展覧会のオンライン化はコロナ以前、90年代からさまざまなかたちで試行されてきたが、この時期、県境をまたぐ移動を抑制された人々のために、多くの美術館・博物館が、一斉に動画やVRを用いたオンライン展示に取り組み始めた。

そこで脚光を浴びたのが、「4K3D360度対応の独自カメラでの撮影と、3Dモデルを作成・配信まで一貫して行えるクラウドサービス」(*2)だ。『石岡瑛子』展も会期終了後の21年8月24日から22年3月31日まで、360度VR+ハイライト映像が公開されたが、実はこのコンテンツでは、デファクトスタンダードのサービスを使っていない。

「当時は美術館に限らず、“行きたいのに行けない”というコメントが、それこそ1分に1回Twitterに投稿されるような状況でした。展覧会は実空間あってのもので、私自身はオンライン展示には懐疑的でしたが、いち早くVRの展覧会をはじめた海外の事例で、解説の情報を画像に直接埋め込むなど、カタログの延長のような取り組みには興味がありました。

一方、コロナ禍以前から本業の傍ら、画像のVR化に取り組んできた写真家チームをご紹介いただく機会もありました。もともと記録動画は制作していたのですが、その方たちからも、空気感や音も含めて、その空間をより十全に再現したいのであれば、映像の方が適している、VRと映像は対で見せるべきだと言われました。

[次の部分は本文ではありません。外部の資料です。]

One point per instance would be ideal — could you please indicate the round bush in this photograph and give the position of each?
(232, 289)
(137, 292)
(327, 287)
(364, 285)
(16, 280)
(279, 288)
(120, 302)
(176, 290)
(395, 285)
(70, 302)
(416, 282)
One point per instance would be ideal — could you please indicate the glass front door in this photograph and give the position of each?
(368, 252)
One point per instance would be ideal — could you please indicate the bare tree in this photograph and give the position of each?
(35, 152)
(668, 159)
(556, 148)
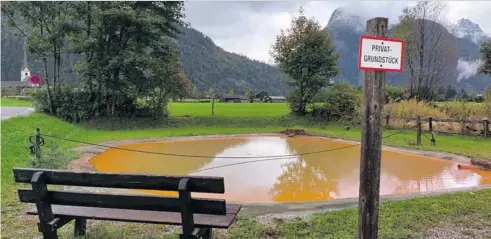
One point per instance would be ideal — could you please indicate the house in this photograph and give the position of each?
(23, 83)
(233, 99)
(275, 99)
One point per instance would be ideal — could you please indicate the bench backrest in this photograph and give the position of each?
(40, 178)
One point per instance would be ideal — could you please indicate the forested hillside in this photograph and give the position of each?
(207, 65)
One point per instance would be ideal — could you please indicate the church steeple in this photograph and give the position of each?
(24, 64)
(24, 71)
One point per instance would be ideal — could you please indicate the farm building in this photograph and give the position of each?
(275, 99)
(233, 99)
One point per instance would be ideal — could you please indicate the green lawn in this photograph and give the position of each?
(235, 110)
(406, 219)
(15, 102)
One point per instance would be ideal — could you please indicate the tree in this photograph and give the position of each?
(485, 50)
(305, 53)
(48, 24)
(250, 95)
(129, 53)
(450, 93)
(195, 92)
(429, 49)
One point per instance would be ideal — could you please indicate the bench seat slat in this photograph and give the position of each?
(200, 184)
(120, 201)
(126, 215)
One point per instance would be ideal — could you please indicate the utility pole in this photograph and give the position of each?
(373, 46)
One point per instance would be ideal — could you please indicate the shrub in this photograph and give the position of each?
(413, 108)
(340, 101)
(394, 93)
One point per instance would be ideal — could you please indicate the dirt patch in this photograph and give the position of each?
(485, 164)
(294, 132)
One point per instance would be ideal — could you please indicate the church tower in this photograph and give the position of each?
(25, 73)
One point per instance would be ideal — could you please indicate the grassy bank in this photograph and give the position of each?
(15, 102)
(406, 219)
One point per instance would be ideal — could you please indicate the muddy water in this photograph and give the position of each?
(311, 177)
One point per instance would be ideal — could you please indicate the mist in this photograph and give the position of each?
(467, 69)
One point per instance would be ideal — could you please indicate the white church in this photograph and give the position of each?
(25, 73)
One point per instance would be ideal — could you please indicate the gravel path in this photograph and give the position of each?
(8, 112)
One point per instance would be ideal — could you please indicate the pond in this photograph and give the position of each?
(311, 177)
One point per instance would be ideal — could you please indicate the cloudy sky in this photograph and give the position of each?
(249, 28)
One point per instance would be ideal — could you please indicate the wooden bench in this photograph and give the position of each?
(56, 208)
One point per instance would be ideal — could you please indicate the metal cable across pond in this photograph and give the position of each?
(278, 158)
(202, 156)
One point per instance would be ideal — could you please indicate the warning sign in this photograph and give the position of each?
(380, 54)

また、彼らと話し合う中で、既存のサービスではデータ自体は特定の企業が所有し、サブスクリプション制でプラットフォームを利用する形式のため、美術館自身がアーカイブの主体になれないなど、問題があることもわかってきました」と、担当学芸員(当時。22年から東京都美術館)の藪前知子さん。

そればかりでなく、広告や映画といった領域で活躍したアートディレクターの回顧展であるため、ポスターなどの平面作品だけでなく、映像や音楽まで含む展示をオンラインへ拡張しようとすると、著作権の処理が限りなく煩雑になっていく(*3)。それでも石岡展のオンラインコンテンツは、足を運べずにいた遠方のファンや、混雑した会場とは異なる体験を楽しんだ観客まで、多くの視聴者から高い評価を得た。

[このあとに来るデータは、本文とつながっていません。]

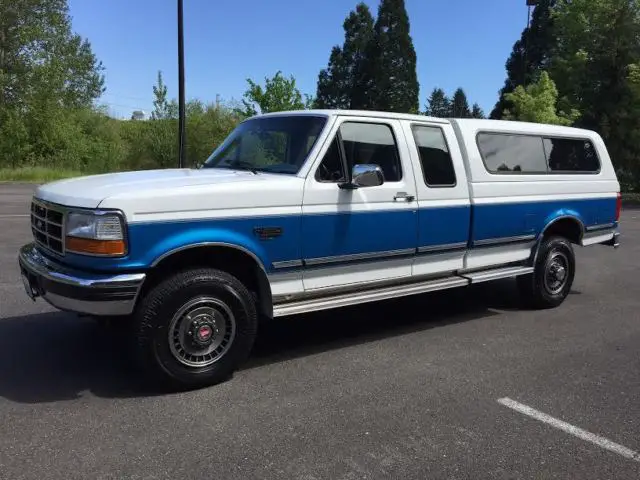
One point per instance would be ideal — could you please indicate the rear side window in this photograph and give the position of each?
(569, 155)
(504, 153)
(437, 166)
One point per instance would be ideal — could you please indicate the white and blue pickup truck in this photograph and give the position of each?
(309, 210)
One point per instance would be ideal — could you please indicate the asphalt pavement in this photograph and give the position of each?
(461, 384)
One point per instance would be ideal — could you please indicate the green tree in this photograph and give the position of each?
(477, 112)
(339, 83)
(162, 109)
(279, 94)
(538, 103)
(595, 63)
(460, 105)
(438, 105)
(389, 77)
(41, 57)
(530, 54)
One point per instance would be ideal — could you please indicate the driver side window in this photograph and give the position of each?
(331, 169)
(363, 143)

東京都現代美術館『石岡瑛子 血が、汗が、涙がデザインできるか』展のVR画面
東京都現代美術館『石岡瑛子 血が、汗が、涙がデザインできるか』展VR。

「“もの”の展覧会ではなく、情報の展覧会だったと思っています。石岡瑛子という人を情報として解体し、その生涯を空間的に可視化する展示、とでもいうのでしょうか。コロナのせいで作品を借りることができず、複製品を展示せざるを得なかった部分もあるのですが、意外と誰も気にしていなかったことも含め、オンライン展示との相性は非常によかった。

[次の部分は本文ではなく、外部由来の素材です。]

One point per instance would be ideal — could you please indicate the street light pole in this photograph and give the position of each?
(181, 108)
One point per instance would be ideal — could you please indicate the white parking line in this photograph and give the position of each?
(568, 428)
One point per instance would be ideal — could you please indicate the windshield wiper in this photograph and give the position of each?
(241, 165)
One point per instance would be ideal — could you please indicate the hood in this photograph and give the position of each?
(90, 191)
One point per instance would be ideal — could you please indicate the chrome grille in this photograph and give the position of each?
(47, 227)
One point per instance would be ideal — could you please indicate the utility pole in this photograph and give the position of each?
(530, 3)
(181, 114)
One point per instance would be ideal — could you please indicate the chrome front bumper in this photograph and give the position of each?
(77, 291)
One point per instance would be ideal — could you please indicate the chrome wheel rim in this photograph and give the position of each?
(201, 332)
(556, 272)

とはいえ情報だけではなく、その情報をいかに体感してもらうかということで、会場では石岡さんの声を使い、彼女の気配のようなものを感じられるようにしました。それがVRの没入感と相まって、親密な体験になった、混雑した会場とは違って一人で石岡さんと向き合えたという感想をいただく結果につながりました」

インスタレーションが、実空間からオンライン上の仮想空間へと拡張されることで、ファッションやデザイン、パフォーマンス、音楽など、領域横断的な志向を持つ作家の全体像が体験できる。藪前さんは今、リアルな展示の補助、代替手段ではない、テクノロジーが拓きつつある可能性の沃野に注目している。